Communication is usually faster, more reliable and more effective than in tall structures. Direct staff input leads to more support for decisions and fewer behind-the-scenes power struggles and disagreements.
These organisations can respond to constant change.
Evolve
Organisations need to constantly evolve if they are going to survive in a world of constant change. They will have to evolve to remain relevant.
The old approach of episodic change (discontinuous and intermittent), driven from the top, is broken!
Today, everyone in the organisation needs the capability and permission to be self-organising so that change is constant, evolving and cumulative.
The competitive advantage lies in the capacity to constantly change, which comes from employees being equipped with the capability and permission to identify, initiate and drive change.

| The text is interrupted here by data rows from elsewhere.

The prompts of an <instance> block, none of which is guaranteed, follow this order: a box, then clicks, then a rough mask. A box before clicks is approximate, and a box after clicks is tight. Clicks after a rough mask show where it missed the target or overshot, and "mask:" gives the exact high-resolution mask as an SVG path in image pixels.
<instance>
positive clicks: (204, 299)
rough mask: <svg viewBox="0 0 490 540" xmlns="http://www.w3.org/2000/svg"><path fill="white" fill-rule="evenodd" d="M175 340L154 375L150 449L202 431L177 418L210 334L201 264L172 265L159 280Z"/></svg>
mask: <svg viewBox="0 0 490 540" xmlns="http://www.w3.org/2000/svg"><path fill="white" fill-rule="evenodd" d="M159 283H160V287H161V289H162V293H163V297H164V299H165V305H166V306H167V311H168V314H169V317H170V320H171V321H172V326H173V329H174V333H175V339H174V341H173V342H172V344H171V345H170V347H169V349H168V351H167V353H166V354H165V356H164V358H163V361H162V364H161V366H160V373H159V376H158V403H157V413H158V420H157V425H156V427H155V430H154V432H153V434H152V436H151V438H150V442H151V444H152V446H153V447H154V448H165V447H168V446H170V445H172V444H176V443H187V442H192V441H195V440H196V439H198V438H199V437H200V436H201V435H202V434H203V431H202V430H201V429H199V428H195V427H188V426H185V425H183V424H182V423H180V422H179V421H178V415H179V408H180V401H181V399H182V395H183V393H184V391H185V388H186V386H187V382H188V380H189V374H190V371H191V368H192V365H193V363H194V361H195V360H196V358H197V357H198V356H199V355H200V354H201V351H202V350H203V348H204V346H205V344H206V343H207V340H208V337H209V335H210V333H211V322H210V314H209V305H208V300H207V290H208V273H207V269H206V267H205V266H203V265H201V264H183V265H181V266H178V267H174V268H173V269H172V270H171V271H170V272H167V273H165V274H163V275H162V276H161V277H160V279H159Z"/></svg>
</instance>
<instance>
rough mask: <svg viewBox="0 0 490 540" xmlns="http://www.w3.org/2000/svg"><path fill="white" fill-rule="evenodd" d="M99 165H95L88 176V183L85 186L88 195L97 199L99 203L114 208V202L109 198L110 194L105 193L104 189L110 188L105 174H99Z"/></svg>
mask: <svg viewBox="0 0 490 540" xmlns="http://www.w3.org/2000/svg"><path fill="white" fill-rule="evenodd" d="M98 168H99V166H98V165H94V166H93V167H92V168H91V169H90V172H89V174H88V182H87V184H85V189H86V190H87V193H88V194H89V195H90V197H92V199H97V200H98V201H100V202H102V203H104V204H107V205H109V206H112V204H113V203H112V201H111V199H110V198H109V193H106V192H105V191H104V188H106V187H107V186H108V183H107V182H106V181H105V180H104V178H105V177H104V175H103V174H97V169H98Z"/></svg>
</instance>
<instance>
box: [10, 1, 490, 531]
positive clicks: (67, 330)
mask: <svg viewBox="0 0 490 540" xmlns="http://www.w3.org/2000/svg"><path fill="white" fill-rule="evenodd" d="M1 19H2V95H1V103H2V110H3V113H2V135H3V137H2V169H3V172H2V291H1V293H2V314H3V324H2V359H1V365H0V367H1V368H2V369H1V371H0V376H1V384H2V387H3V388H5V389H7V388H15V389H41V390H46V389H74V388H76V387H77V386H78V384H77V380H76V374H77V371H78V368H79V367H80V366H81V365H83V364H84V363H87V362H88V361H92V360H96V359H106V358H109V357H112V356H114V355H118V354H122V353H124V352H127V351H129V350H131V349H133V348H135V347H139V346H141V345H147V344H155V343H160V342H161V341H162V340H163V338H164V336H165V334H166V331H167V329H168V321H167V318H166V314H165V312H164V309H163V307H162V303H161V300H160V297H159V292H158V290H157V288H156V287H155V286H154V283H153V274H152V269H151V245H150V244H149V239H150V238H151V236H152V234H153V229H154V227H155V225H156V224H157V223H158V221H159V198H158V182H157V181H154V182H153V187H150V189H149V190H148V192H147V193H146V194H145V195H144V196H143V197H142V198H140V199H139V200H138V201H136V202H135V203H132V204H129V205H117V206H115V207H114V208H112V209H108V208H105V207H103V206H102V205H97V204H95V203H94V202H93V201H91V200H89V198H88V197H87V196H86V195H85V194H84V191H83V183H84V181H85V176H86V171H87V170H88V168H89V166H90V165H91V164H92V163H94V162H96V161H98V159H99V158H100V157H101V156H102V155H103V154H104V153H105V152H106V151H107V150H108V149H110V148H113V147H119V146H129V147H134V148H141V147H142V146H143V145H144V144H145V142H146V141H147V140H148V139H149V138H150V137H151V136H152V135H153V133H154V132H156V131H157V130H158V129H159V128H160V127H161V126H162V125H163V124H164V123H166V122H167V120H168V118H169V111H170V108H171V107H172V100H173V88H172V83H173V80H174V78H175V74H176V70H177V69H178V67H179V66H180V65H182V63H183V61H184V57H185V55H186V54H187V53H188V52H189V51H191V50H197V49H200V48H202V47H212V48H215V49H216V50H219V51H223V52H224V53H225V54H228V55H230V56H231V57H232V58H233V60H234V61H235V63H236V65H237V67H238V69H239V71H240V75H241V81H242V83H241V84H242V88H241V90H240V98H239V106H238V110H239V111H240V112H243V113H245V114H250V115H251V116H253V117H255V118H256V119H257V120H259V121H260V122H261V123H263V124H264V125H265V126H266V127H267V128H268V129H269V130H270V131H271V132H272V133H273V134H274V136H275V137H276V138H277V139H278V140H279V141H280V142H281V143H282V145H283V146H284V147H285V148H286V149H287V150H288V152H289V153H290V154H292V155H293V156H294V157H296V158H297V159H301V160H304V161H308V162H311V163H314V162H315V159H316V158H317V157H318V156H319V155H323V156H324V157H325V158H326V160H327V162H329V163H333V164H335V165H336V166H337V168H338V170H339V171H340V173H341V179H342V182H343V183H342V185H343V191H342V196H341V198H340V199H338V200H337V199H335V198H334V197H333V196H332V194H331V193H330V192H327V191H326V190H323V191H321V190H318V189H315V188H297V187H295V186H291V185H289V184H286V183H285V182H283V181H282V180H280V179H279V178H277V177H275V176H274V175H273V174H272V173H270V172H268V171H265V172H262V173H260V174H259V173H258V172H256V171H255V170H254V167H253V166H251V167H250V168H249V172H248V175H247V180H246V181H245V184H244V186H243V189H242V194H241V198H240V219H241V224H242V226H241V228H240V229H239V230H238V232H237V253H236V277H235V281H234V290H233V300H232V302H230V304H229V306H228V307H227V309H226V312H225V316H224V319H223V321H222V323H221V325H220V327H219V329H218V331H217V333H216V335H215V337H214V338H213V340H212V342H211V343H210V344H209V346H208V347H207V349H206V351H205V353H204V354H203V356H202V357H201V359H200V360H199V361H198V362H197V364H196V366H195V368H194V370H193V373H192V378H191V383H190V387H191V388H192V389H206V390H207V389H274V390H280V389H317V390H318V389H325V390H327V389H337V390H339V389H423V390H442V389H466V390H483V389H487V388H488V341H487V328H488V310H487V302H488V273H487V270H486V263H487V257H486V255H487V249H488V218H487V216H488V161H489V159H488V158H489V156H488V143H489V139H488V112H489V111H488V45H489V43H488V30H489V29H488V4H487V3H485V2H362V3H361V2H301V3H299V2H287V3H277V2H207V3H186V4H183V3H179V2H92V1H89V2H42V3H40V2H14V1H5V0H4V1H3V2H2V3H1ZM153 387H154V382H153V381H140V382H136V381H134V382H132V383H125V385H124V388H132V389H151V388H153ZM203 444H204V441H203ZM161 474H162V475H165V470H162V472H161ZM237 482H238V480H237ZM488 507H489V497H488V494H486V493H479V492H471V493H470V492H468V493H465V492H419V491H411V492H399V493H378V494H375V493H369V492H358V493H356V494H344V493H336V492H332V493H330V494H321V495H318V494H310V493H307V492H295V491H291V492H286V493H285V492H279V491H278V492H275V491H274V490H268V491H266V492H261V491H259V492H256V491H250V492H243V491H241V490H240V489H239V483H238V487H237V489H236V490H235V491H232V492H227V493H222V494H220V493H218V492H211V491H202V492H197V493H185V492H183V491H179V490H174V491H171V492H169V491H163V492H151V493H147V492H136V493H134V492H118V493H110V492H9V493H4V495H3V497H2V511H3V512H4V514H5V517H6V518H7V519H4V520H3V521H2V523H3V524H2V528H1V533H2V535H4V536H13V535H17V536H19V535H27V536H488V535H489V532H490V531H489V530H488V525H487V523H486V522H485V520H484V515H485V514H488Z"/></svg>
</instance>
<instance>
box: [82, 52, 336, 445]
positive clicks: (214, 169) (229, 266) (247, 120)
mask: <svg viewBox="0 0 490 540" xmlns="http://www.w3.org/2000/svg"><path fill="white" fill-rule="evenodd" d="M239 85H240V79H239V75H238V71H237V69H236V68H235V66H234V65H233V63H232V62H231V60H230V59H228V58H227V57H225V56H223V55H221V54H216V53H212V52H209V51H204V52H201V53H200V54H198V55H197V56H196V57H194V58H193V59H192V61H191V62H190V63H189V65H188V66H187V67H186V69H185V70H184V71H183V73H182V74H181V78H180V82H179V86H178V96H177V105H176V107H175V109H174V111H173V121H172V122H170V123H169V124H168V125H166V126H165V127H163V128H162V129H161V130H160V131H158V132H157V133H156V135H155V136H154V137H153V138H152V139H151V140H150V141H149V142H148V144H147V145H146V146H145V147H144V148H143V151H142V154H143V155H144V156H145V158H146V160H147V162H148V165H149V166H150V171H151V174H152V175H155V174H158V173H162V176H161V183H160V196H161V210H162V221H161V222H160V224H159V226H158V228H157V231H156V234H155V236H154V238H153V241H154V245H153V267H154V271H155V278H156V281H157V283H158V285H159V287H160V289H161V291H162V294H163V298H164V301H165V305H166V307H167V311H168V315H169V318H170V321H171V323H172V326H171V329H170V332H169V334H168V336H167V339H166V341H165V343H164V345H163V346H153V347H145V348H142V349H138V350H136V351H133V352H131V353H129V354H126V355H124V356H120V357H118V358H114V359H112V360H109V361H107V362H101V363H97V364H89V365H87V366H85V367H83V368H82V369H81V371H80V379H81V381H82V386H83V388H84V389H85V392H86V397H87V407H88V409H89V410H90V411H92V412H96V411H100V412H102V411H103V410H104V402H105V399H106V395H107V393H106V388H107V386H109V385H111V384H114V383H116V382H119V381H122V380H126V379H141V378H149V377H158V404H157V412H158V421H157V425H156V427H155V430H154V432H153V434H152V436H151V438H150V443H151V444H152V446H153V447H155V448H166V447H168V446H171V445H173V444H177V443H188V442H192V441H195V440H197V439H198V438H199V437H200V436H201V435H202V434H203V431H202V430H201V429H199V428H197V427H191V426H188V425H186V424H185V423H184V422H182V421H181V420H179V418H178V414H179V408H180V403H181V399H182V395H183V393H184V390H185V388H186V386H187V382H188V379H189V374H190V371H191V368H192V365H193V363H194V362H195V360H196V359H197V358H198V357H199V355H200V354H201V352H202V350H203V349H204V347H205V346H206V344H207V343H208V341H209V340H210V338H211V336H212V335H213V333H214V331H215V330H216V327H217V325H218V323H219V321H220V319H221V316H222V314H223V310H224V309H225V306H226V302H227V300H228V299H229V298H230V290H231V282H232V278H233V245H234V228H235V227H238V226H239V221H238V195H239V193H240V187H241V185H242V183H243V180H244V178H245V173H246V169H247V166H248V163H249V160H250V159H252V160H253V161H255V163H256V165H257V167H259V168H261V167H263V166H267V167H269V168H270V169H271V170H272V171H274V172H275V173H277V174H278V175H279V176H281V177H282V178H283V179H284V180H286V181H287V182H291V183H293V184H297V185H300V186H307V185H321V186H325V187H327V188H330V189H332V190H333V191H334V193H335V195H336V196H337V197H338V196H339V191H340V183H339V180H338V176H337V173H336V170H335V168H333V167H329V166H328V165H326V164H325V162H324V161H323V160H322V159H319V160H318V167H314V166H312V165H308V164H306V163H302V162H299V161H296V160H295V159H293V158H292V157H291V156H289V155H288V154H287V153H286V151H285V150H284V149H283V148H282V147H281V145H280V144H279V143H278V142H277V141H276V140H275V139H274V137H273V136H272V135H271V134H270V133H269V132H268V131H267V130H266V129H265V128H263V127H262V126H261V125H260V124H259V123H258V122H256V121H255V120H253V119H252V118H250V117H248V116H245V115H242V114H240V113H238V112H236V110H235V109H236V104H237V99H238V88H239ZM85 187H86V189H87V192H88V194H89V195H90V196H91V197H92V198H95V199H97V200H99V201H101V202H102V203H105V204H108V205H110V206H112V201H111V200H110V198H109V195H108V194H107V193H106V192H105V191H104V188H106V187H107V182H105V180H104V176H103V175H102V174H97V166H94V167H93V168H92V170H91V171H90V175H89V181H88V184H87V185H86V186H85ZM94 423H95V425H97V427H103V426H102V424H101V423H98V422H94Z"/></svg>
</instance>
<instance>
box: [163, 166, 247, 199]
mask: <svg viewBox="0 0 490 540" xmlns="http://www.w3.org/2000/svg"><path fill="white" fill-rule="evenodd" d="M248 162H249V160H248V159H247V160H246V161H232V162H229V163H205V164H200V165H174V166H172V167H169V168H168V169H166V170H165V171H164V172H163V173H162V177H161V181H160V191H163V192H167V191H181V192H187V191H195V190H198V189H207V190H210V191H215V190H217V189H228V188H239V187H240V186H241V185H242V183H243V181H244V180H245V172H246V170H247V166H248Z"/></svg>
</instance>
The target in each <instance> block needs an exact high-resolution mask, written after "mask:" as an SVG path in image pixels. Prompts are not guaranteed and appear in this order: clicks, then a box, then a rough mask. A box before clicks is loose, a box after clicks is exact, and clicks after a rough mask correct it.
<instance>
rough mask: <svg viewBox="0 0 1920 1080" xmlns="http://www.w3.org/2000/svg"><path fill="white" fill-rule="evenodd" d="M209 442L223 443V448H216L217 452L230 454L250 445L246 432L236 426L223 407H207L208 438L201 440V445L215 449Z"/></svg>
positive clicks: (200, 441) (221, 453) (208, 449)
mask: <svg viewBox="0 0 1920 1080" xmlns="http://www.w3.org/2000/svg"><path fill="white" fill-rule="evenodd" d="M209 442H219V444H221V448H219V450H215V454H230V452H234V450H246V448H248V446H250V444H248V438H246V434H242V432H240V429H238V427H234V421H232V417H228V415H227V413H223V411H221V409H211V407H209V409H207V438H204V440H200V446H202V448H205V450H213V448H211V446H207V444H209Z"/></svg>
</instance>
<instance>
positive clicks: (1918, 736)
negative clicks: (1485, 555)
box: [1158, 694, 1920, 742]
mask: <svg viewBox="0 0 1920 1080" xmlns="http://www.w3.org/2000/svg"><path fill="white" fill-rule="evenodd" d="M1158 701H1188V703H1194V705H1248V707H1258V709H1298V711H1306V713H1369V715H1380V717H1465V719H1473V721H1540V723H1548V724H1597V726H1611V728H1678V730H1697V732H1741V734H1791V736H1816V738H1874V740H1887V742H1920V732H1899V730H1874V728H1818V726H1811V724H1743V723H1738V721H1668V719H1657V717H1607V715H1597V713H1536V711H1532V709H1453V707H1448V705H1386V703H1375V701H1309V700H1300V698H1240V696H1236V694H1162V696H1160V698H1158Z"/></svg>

It is only through constant evolution that the organisation will survive and thrive.
Energy and ideas come from the whole of the organisation and are the catalyst for change. Transformation requires permission and participation at all levels. The organisation will only evolve by working through others. It is power with, not power over.
Give It Up!
If the organisation is going to flatten the structure, evolve and empower employees, one of the biggest challenges will be overcoming the reluctant leaders, who believe that delegation and empowerment of employees means loss of control.
In our turbulent world of constant change, leaders have to move from a command and control approach to a delegate and trust approach.
The command-and-control approach is fine for improving operational efficiency in a well-defined environment.
However, in today’s fast moving, complex world, we need to relinquish control in order to gain control. We need to “give it up!”
Many leaders fear they will lose control if they relinquish control to others. In times of stress, the tendency is to revert to command and control whilst still wanting employees to be creative and innovative and able to rapidly respond to change.
The issue is that employees will not be creative, innovative and responsive and are likely to leave the organisation if they don’t feel trusted and respected.
Adaptive Leadership
Not only do leaders need to give up control, they need to become adaptive leaders.
Acknowledging that we are living in a volatile, uncertain, complex and ambiguous world, how can leaders chart a course when they cannot predict the outcome of their choices?
Today, every organisation is an information business. Leaders need to be able to read the right signals and act upon them.
Adaptive leaders learn through experimentation, and manage the context, not the instruction set.
They cultivate diversity of view to generate multiplicity of options. They lead with empathy, reward accomplishment with autonomy and seek winning solutions for all stakeholders.